Alles begann vor drei Monaten mit einer schönen Nachricht über Sanzoku no Musume Ronia, der ersten TV-Serie aus dem Hause Ghibli. Alles endete mit einem ausgesprochen witzigen Lip-Sync-Battle zwischen Emma Stone und Jimmy Fallon. Dazwischen viele bunte News zu Superhelden, Reboots, Remakes, Prequels, Sequels, Spin-offs und Crossover, die nach der achten Erwähnung oftmals so ausgeleiert waren wie die Filmstoffe selbst. In puncto Comics und Superhelden habe ich dafür aber auch einiges dazugelernt und kann endlich mit Stolz behaupten, dass ich weiß, wer der merkwürdige Grinseriese aus Marvel’s The Avengers ist, und dass es Dr. Henry Pym war, der den robotischen Bösewicht Ultron erschaffen hat. Darüber hinaus bin ich fasziniert, wie viele Synonyme sich für Godzilla finden lassen. Riesenmonster, gepanzerter Koloss, schuppiges Ungetüm und Mutanten-Echse sind nur einige von zahlreichen Bezeichnungen, die das zerstörungswütige Ungeheuer (+1) in meiner Praktikumszeit verschlungen hat. All das soll nun also zu Ende gehen. Was würde ich dafür geben, anstatt der universitären Altlasten, die auf mich warten, noch viele viele TV-Tipps, nackte Fakten oder Klassiker-Herzen zu schreiben.

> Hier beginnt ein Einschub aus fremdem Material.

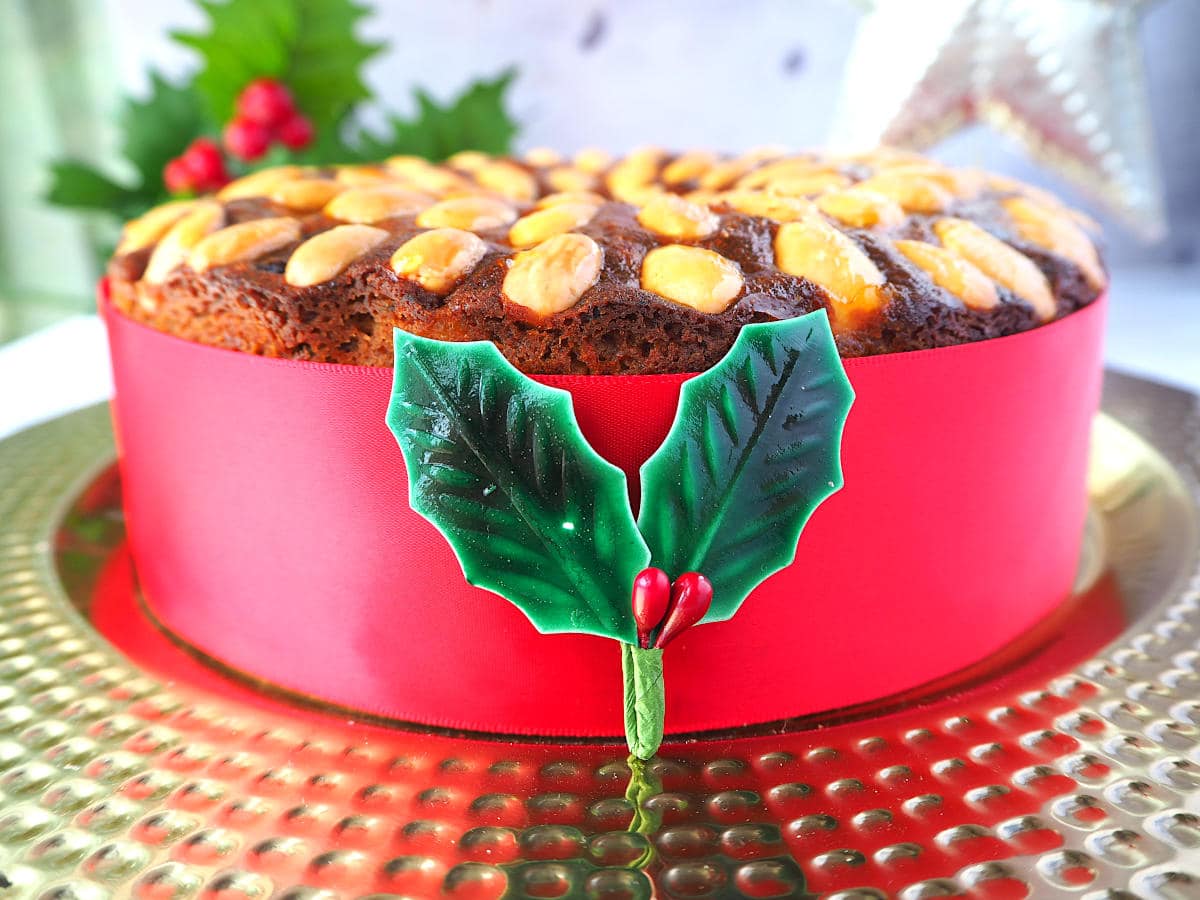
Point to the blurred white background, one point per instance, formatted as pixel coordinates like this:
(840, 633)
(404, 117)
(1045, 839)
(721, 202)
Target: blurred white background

Ich kann mich natürlich damit trösten, dass ich nur körperlich gehe. Virtuell bleibe ich durch und durch moviepilot. Ein bisschen so wie Johnny Depp in Transcendence also. Sicher zu Hause angekommen, erstelle ich mir vielleicht auch einen zweiten Account und schreibe gehässige Kommentare im Schutze der Anonymität. Aber nein, das würde ich meinen liebreizenden Kollegen niemals antun. Oder doch? Ihr werdet es nie erfahren. Oder doch? Das wird der Frust sein, der da aus mir spricht. Frust über die gähnende Leere, die der Abschied in meinem Herzen hinterlässt. Frust darüber, dass ich vielleicht nie wieder eine Dachzeile basteln kann, die oft mehr sagt, als 250 Worte.

Da bereits langsam die Musik einsetzt, die auch geschwätzige Oscar-Gewinner von der Bühne vertreiben soll, noch ein großes kollegiales Dankeschön an Ines, the gaffer, sciencefiction, Lotse, zeekay, den Satiriker, Mave, SurferRosa, bendixlenn, beeblebrox und den Wolf. Elmar, ich habe sämtliche Salzstangen- und Mate-Vorräte mitgehen lassen, aber wenn du das liest, bin ich längst über alle Berge. Am Ende geht sich alles aus. Nun also Vorhang zu. Er wird immer wieder aufgehen. Wie die Sonne. Irgendwann treffen wir uns alle wieder, denn nicht erst seit Rust Cohle wissen wir, dass die Zeit ein flacher Kreis ist.